As regular readers know by now, I am fairly skeptical of the Education Reform Movement. I am not convinced that the reforms advocated by this well-funded movement will actually work because I suspect that the real problem is economic inequality, not bad schools or bad teachers. But even if one believed that the policies pushed by the reformers would be successful, a question then arises: successful at what?
Education reformers observe that a large achievement gap exists between poor and wealthy students, and try to find ways to eliminate that gap through reforms. But why? What is the point of eliminating the achievement gap? Reformers give many reasons, some of which are undeniably legitimate. Quality education is a freestanding good, and our present economic and educational system denies that good to multitudes of students. Eliminating ignorance is an intrinsic good worth striving for even if nothing else results from it.
However, education reformers do not view reducing the achievement gap as good simply because knowledge and learning are good; they also view it as a way of reducing poverty and economic inequality. It is not just the education reformers who think this either. Almost every milquetoast liberal effort to reduce poverty centers around trying to funnel more poor people into college. The reasoning for this proceeds as follows: people with college degrees make significantly more money; therefore if everyone had a college degree, everyone would make significantly more money.
This analysis does not actually make sense. It is true that if you take any given poor person and push them through college, that specific poor person will probably escape poverty as a result. However, taking all poor people and putting them all through college will not result in all of them escaping poverty. Anyone can escape poverty, but not everyone can.
The reason you cannot scale up college as a poverty-reducer is that high-paying jobs are scarce, positional goods. In the present economy, only so many people can capture good jobs, not because only so many people have the credentials to do so, but because only so many good jobs exist. The number and quality of jobs are decided by market forces, not the number of college graduates. You could educate every single person in the United States to the point where they held a joint PhD-JD-MD-MBA, but that does not mean we would suddenly become a society of doctors, lawyers, managers, and professors. The market defines how many people can hold those positions: we cannot keep adding management jobs and law jobs if there is not market demand for more.

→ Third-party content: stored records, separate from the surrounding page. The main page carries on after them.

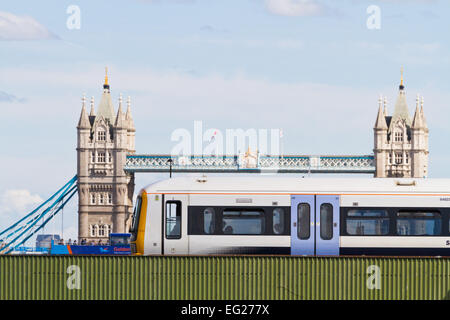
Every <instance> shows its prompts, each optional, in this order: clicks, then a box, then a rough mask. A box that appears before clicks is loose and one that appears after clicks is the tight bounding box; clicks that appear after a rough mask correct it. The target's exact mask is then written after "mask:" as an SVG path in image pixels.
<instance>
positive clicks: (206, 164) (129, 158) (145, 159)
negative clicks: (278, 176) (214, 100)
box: [124, 154, 375, 174]
mask: <svg viewBox="0 0 450 320" xmlns="http://www.w3.org/2000/svg"><path fill="white" fill-rule="evenodd" d="M124 170H125V171H127V172H169V171H170V170H172V171H173V172H205V173H206V172H220V173H261V172H277V173H366V174H368V173H370V174H374V173H375V161H374V156H373V155H340V156H322V155H318V156H314V155H285V156H267V155H264V156H263V155H256V156H254V157H248V156H245V155H243V156H237V155H232V156H197V155H192V156H171V155H157V154H140V155H128V156H127V159H126V165H125V167H124Z"/></svg>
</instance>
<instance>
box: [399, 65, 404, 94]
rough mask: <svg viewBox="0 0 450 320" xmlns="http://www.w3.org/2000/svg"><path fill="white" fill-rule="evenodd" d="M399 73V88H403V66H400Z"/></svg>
mask: <svg viewBox="0 0 450 320" xmlns="http://www.w3.org/2000/svg"><path fill="white" fill-rule="evenodd" d="M400 73H401V77H400V90H403V89H404V88H405V86H404V85H403V67H401V68H400Z"/></svg>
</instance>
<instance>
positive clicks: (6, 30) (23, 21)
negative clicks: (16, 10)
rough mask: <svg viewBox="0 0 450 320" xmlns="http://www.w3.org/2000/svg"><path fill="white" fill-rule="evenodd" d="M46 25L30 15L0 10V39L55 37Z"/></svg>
mask: <svg viewBox="0 0 450 320" xmlns="http://www.w3.org/2000/svg"><path fill="white" fill-rule="evenodd" d="M55 38H57V36H56V35H54V34H52V33H51V32H50V31H49V30H48V29H47V28H46V27H44V26H43V25H42V24H40V23H39V22H38V21H36V20H35V19H34V18H32V17H30V16H16V15H14V14H12V13H10V12H5V11H0V40H38V39H55Z"/></svg>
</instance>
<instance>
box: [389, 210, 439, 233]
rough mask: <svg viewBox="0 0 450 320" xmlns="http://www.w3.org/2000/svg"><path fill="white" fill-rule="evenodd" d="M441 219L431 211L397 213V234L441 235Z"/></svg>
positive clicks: (418, 211)
mask: <svg viewBox="0 0 450 320" xmlns="http://www.w3.org/2000/svg"><path fill="white" fill-rule="evenodd" d="M441 222H442V217H441V214H440V213H439V212H435V211H434V212H433V211H411V210H405V211H403V210H402V211H399V212H397V234H398V235H400V236H433V235H440V234H441Z"/></svg>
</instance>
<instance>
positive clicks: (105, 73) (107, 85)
mask: <svg viewBox="0 0 450 320" xmlns="http://www.w3.org/2000/svg"><path fill="white" fill-rule="evenodd" d="M103 89H108V90H109V83H108V67H105V83H104V84H103Z"/></svg>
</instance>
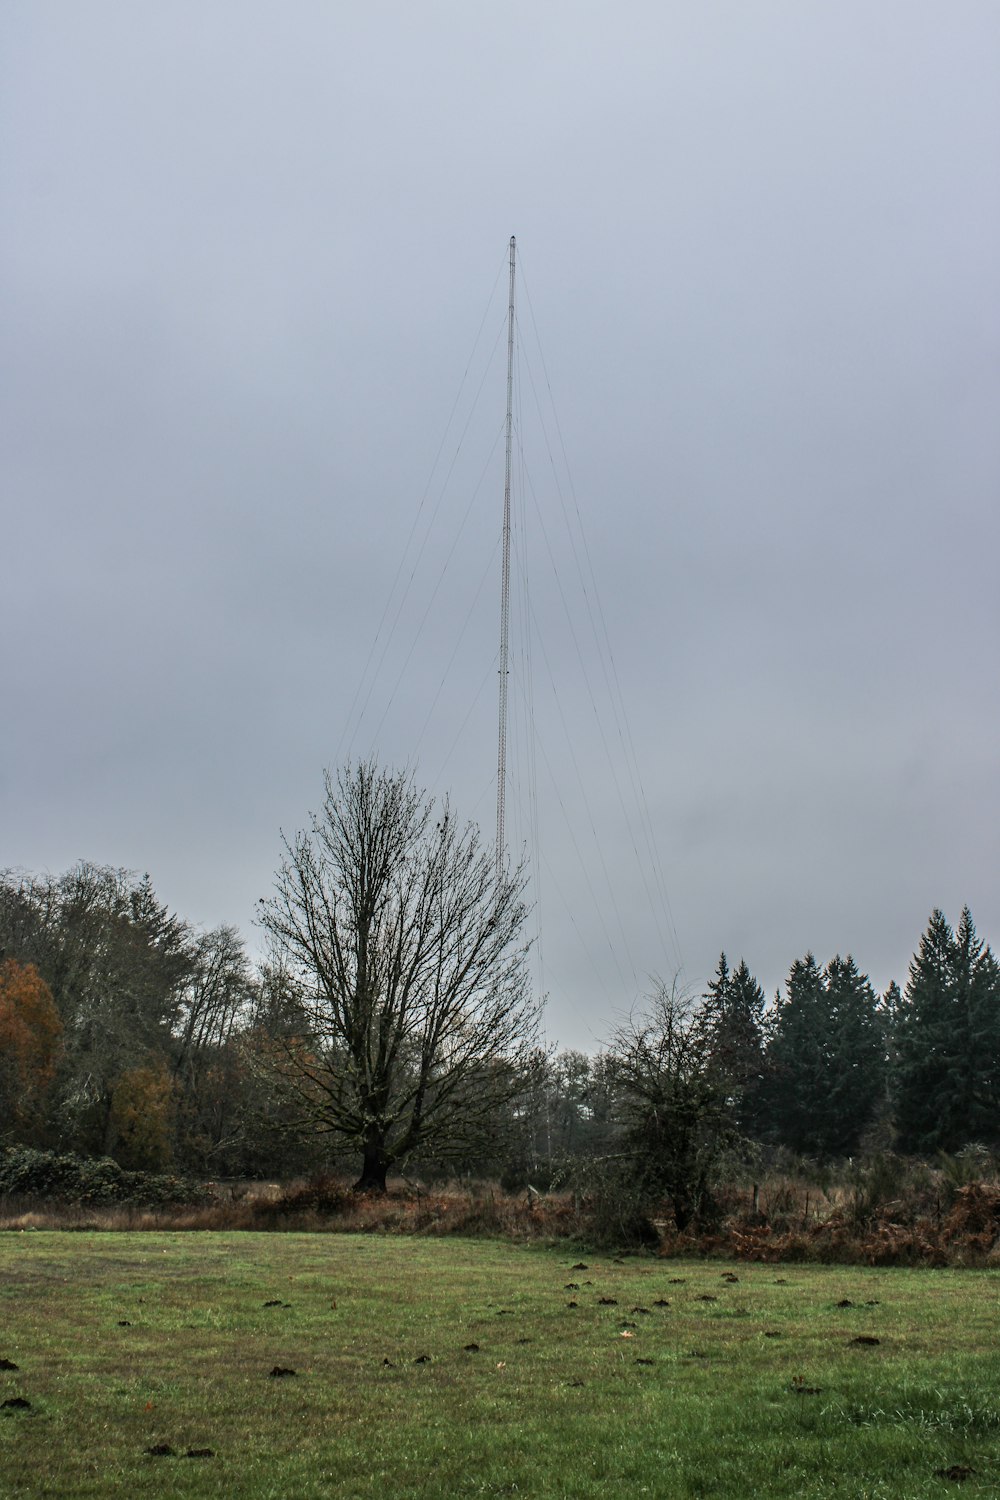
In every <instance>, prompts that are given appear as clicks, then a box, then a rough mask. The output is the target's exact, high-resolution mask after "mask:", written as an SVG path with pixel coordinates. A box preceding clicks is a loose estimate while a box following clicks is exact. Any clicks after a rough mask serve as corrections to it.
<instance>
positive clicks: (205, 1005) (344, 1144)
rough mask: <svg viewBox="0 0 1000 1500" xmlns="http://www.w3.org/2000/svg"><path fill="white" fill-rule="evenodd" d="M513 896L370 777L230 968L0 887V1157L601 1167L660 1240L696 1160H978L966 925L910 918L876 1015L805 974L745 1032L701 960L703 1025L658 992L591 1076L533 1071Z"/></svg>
mask: <svg viewBox="0 0 1000 1500" xmlns="http://www.w3.org/2000/svg"><path fill="white" fill-rule="evenodd" d="M522 880H523V877H522V873H520V871H519V870H513V871H502V873H498V868H496V862H495V858H493V853H492V850H489V849H487V847H483V846H481V843H480V838H478V834H477V832H475V829H474V828H468V826H466V828H462V826H459V823H457V822H456V819H454V816H453V814H451V811H450V808H448V807H447V805H445V807H442V808H436V810H435V808H433V805H432V804H430V802H429V801H427V799H426V798H424V796H423V795H421V793H418V792H417V790H415V789H414V786H412V783H411V781H409V780H408V778H406V777H405V775H399V774H394V772H388V771H381V769H378V768H376V766H373V765H361V766H355V768H348V769H346V771H343V772H342V774H340V775H339V777H328V778H327V786H325V798H324V802H322V808H321V811H319V814H318V816H316V817H315V819H313V822H312V825H310V828H309V829H307V831H306V832H303V834H298V835H297V837H295V838H294V840H292V841H289V844H288V846H286V849H285V861H283V864H282V867H280V870H279V874H277V879H276V894H274V897H273V898H271V900H270V901H268V903H265V906H264V910H262V926H264V930H265V932H267V933H268V936H270V939H271V953H270V954H268V957H267V962H264V963H259V965H255V963H252V962H250V957H249V956H247V951H246V947H244V944H243V939H241V938H240V935H238V932H237V930H235V929H234V927H228V926H223V927H217V929H214V930H208V932H204V930H198V929H195V927H192V926H190V924H189V922H187V921H184V919H181V918H180V916H177V915H175V913H172V912H169V910H168V907H166V906H165V904H163V903H162V901H160V900H159V897H157V895H156V892H154V889H153V883H151V880H150V877H148V876H136V874H133V873H130V871H124V870H114V868H108V867H103V865H94V864H85V862H82V864H78V865H75V867H73V868H70V870H67V871H66V873H64V874H60V876H48V874H45V876H34V874H27V873H24V871H10V870H7V871H0V1148H3V1146H6V1145H22V1146H40V1148H52V1149H58V1151H75V1152H78V1154H82V1155H91V1157H99V1155H105V1154H106V1155H112V1157H114V1158H115V1160H117V1161H118V1164H120V1166H121V1167H123V1169H145V1170H162V1169H169V1170H183V1172H190V1173H198V1175H202V1176H220V1175H228V1176H255V1175H267V1176H285V1178H291V1176H297V1175H301V1173H304V1172H310V1170H315V1169H319V1167H328V1166H331V1164H337V1166H340V1164H342V1163H343V1161H345V1160H349V1158H354V1160H358V1158H360V1164H361V1173H360V1179H358V1184H360V1185H363V1187H376V1188H378V1187H382V1185H384V1184H385V1176H387V1173H388V1172H390V1170H393V1169H400V1167H402V1166H405V1164H406V1163H414V1164H417V1166H418V1167H420V1170H424V1172H456V1170H459V1172H468V1173H492V1175H496V1176H501V1178H502V1179H504V1181H505V1182H508V1184H516V1182H520V1184H523V1182H531V1184H535V1185H538V1184H546V1182H559V1181H562V1182H568V1181H571V1178H573V1173H574V1170H576V1167H574V1164H580V1163H588V1161H589V1163H595V1161H600V1163H604V1169H603V1170H604V1172H606V1173H609V1175H610V1176H613V1175H615V1173H618V1175H619V1176H621V1175H622V1173H628V1175H630V1181H631V1182H633V1185H636V1187H637V1191H639V1190H640V1191H642V1193H645V1191H646V1190H649V1191H654V1193H658V1194H660V1196H661V1199H663V1200H664V1202H670V1203H672V1205H673V1209H675V1215H676V1218H678V1221H679V1223H681V1221H687V1220H688V1218H690V1217H691V1215H693V1214H696V1212H700V1211H702V1208H703V1205H705V1203H706V1202H708V1197H706V1193H708V1190H706V1184H708V1181H709V1178H711V1172H712V1170H714V1167H712V1163H715V1161H717V1160H718V1154H720V1151H721V1149H726V1151H741V1149H745V1148H747V1145H748V1143H756V1148H754V1149H757V1151H760V1149H763V1151H765V1152H766V1151H771V1149H775V1148H783V1149H789V1151H793V1152H798V1154H801V1155H805V1157H811V1158H817V1160H832V1158H838V1157H850V1155H856V1154H858V1152H864V1151H865V1149H867V1142H871V1140H874V1139H879V1140H880V1142H895V1146H897V1149H900V1151H903V1152H910V1154H916V1155H924V1157H933V1155H936V1154H937V1152H942V1151H943V1152H957V1151H961V1148H964V1146H966V1145H970V1143H981V1145H985V1146H1000V965H999V963H997V960H996V957H994V954H993V951H991V948H990V947H988V945H987V944H985V942H984V941H982V939H981V938H979V936H978V933H976V929H975V924H973V919H972V913H970V912H969V910H967V909H966V910H963V913H961V916H960V921H958V926H957V927H955V929H952V927H951V924H949V922H948V918H946V916H945V913H943V912H940V910H936V912H933V913H931V918H930V922H928V926H927V930H925V933H924V936H922V938H921V941H919V947H918V950H916V953H915V956H913V960H912V963H910V974H909V980H907V984H906V990H903V992H901V990H900V989H898V986H895V984H891V986H889V987H888V990H886V993H885V995H883V996H882V998H880V996H877V995H876V992H874V990H873V986H871V983H870V981H868V978H867V977H865V974H862V972H861V971H859V968H858V965H856V963H855V960H853V959H852V957H850V956H847V957H841V956H837V957H834V959H831V960H829V962H828V963H826V965H825V966H822V965H820V962H819V960H817V959H816V956H814V954H811V953H807V954H805V956H804V957H801V959H796V960H795V962H793V963H792V966H790V969H789V977H787V981H786V984H784V992H783V993H781V995H778V996H777V998H775V999H774V1002H772V1004H771V1005H768V1004H766V1002H765V995H763V990H762V987H760V986H759V983H757V980H756V978H754V975H753V974H751V971H750V968H748V966H747V963H745V962H744V960H742V959H741V960H739V963H738V965H736V966H735V968H730V963H729V959H727V957H726V954H721V957H720V960H718V966H717V969H715V974H714V975H712V978H711V981H709V983H708V986H706V989H705V993H703V995H702V996H697V998H684V996H679V995H676V993H675V992H673V990H670V989H669V987H664V986H658V987H657V990H655V992H654V995H652V996H651V998H648V1001H646V1002H645V1005H643V1007H642V1008H640V1011H637V1019H634V1022H633V1023H630V1025H628V1026H625V1028H619V1031H618V1034H616V1035H615V1037H613V1038H612V1040H610V1043H609V1046H607V1047H606V1049H604V1050H603V1052H598V1053H595V1055H586V1053H582V1052H561V1053H558V1055H543V1053H541V1052H540V1050H538V1049H537V1046H535V1019H537V1008H535V1002H534V999H532V996H531V995H529V989H528V978H526V966H525V941H523V921H525V907H523V900H522ZM741 1143H742V1145H741Z"/></svg>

Ultimately, someone has to clean toilets, prepare food, and build infrastructure. In fact, as Doug Henwood pointed out in the latest LBO newsletter, only 5 of the top 20 growing professions even require a college degree. Putting more people through college wont change that, and will thus have little impact on the total amount of inequality or poverty in the United States. Although better educating the population wont create high-paying jobs out of thin air, it may marginally increase the productivity of workers in general. But as we have seen over the past 4 decades, increased productivity does not necessarily translate into more income for working people.
In many ways, capturing high-paying jobs is a lot like capturing one of the tickets to a very popular concert. If you camp out for five days, you will capture one of the tickets. But if everyone camps out for five days, that does not mean they will all get tickets. There are only so many tickets to be captured and there are only so many high-paying jobs to be captured.
So closing the achievement gap will not reduce poverty or economic inequality; it will merely change the distribution of it. Once the achievement gap is closed and we enter into the utopian world of genuine equal opportunity, poor and rich kids will have an equal chance at winding up in miserable poverty. As I have written before, providing kids an equal opportunity to compete for the scarce, non-poverty jobs is not really an improvement, and it certainly does not make an economy just. Education Reformers who think that they can take a bite out of inequality and poverty through closing the achievement gap misunderstand how the economy — and the labor market in particular — works.